After coming all the way through the tunnels in secret, the last thing Daisuke wanted to do was eavesdrop on board the Celestials' ship, but Usagi had insisted her master should not be disturbed and thus they should wait outside the door. In secret, of course; the Celestials wanted to shut down her master's city and so she did not trust them.

So while she kept lookout down the long, dazzlingly clean hallway, Daisuke remained with an ear pressed against the door to what presumably was a conference room. He had come this way, and he would be damned if he didn' t figure out what in the world was going on.

"You suggest we were deceived?"

"I suggest that it is possible. In a way, does it not prove the people of Magnagalia are in their hearts humane creatures for such tunnels to exist? Seeing the problem, well-meaning individuals have devised ways to free their fellow men from the torments imposed by their oppressive government. They fear the government and thus cannot stand against it, but in secret—ah, in secret the ways of humanity are always revealed." The voice, a slightly throaty tenor, sounded vaguely familiar to Daisuke, but he could not place it. With a start, he realized what stood out about it to him: the speaker had a pronounced, well-groomed Judoh accent. "I suggest the proper course of action is not abandonment of the city but thoughtful reconstruction of legislative, executive, and judicial offices."

"It's their own responsibility to rule themselves," objected a third voice; murmurs of consent rippled in its wake. Buoyed by the ripples, it continued. "We do not seek to be tyrants."
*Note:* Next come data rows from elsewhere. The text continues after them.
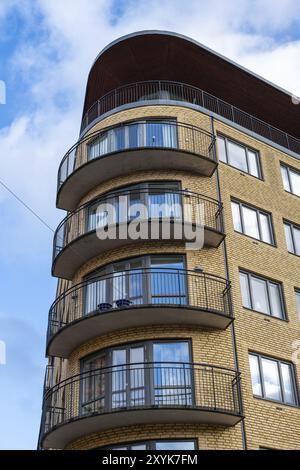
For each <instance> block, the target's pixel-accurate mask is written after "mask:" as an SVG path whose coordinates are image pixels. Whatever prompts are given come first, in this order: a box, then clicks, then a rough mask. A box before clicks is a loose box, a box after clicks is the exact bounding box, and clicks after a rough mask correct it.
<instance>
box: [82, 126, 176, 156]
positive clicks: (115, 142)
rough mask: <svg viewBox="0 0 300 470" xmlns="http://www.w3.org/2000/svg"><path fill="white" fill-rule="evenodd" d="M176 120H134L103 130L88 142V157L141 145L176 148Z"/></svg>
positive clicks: (121, 149)
mask: <svg viewBox="0 0 300 470" xmlns="http://www.w3.org/2000/svg"><path fill="white" fill-rule="evenodd" d="M177 146H178V142H177V126H176V120H167V121H163V120H161V121H160V120H148V121H136V122H133V123H128V124H124V125H122V126H119V127H114V128H112V129H109V130H107V131H104V132H103V133H102V134H101V135H100V136H99V137H97V138H96V139H94V140H93V141H92V142H90V143H89V144H88V148H87V154H88V159H89V160H92V159H94V158H98V157H101V156H102V155H105V154H108V153H112V152H118V151H122V150H126V149H135V148H142V147H158V148H177Z"/></svg>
"Yet sometimes the observer sees more plainly than he who remains in the thick of the storm," the Judoh-speaker protested mildly. "What of the future of Magnagalia, if she is left to fend for herself? Bereft of resources, the evil and corruption will only spread as her citizens struggle to survive. It is our duty—yes, I claim membership among you—to keep that from happening. We have the means to do so. To do otherwise—is that not the real evil?"
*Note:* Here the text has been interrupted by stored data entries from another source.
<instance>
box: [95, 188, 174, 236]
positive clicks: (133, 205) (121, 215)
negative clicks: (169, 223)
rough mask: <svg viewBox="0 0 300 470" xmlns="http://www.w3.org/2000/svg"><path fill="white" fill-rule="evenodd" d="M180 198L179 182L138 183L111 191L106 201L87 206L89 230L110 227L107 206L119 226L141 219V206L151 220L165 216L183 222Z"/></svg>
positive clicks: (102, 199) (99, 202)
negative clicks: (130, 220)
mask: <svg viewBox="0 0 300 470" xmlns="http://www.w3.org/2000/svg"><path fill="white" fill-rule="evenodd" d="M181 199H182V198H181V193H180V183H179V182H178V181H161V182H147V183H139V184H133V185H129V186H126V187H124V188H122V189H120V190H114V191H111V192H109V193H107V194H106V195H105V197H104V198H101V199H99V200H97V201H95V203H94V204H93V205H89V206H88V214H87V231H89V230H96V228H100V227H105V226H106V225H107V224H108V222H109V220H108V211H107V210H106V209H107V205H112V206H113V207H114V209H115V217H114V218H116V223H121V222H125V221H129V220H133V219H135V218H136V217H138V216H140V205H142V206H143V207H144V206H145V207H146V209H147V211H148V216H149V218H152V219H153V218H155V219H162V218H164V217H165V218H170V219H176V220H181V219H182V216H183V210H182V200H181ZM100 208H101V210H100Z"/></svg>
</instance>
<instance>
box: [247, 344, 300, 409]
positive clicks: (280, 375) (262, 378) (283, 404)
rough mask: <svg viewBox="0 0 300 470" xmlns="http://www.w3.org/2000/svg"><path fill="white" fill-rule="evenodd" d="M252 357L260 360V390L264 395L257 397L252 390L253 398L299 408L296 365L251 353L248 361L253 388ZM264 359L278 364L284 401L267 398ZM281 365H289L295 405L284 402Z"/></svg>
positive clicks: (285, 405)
He's good, Daisuke appraised with a raised brow, but all other analysis ended as another voice spoke up.

"Leorza, get out." The woman's cool, clean voice had not changed from what little he could remember of it. "I will not discuss these things with you. Coming from your mouth, these words do not mean what they should."
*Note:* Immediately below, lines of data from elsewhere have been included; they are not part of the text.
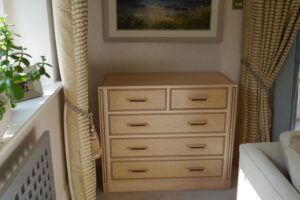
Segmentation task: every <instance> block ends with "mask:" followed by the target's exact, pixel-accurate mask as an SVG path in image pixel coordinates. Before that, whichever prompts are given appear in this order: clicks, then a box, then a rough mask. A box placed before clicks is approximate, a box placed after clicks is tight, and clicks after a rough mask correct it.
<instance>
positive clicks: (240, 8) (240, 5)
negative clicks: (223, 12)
mask: <svg viewBox="0 0 300 200" xmlns="http://www.w3.org/2000/svg"><path fill="white" fill-rule="evenodd" d="M232 9H233V10H242V9H243V0H232Z"/></svg>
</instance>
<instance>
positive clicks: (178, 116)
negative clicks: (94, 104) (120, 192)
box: [98, 73, 237, 192]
"I disagree," said another. "Leorza spent more time with the humans than did you, Nona. If we are to attempt to help these people, we will need his counsel."

"Why has he chosen to return, though? Did you consider that?" The woman sounded half-choked. "How did he spend those long years when we feared him dead?"

"I see my presence here must be reconsidered. I understand entirely. If you'll excuse me, then, I shall make myself scarce until you decide. Until then, my friends..." Daisuke was pulled away from the door and around the corner by Usagi, mouth covered by her bloody hand. "My master comes," she hissed. "We will not have much time to speak with him."

"Tss ith nt vry dgnfd." He had wanted to say "This is not very dignified" but lost the vowels somewhere. Then he saw Usagi's master and lost the capacity of speech altogether. All his mind could manage to wring out of its jumbled confusion was I know this man from somewhere...his face...I know this face...

But he could not for the life of him remember why.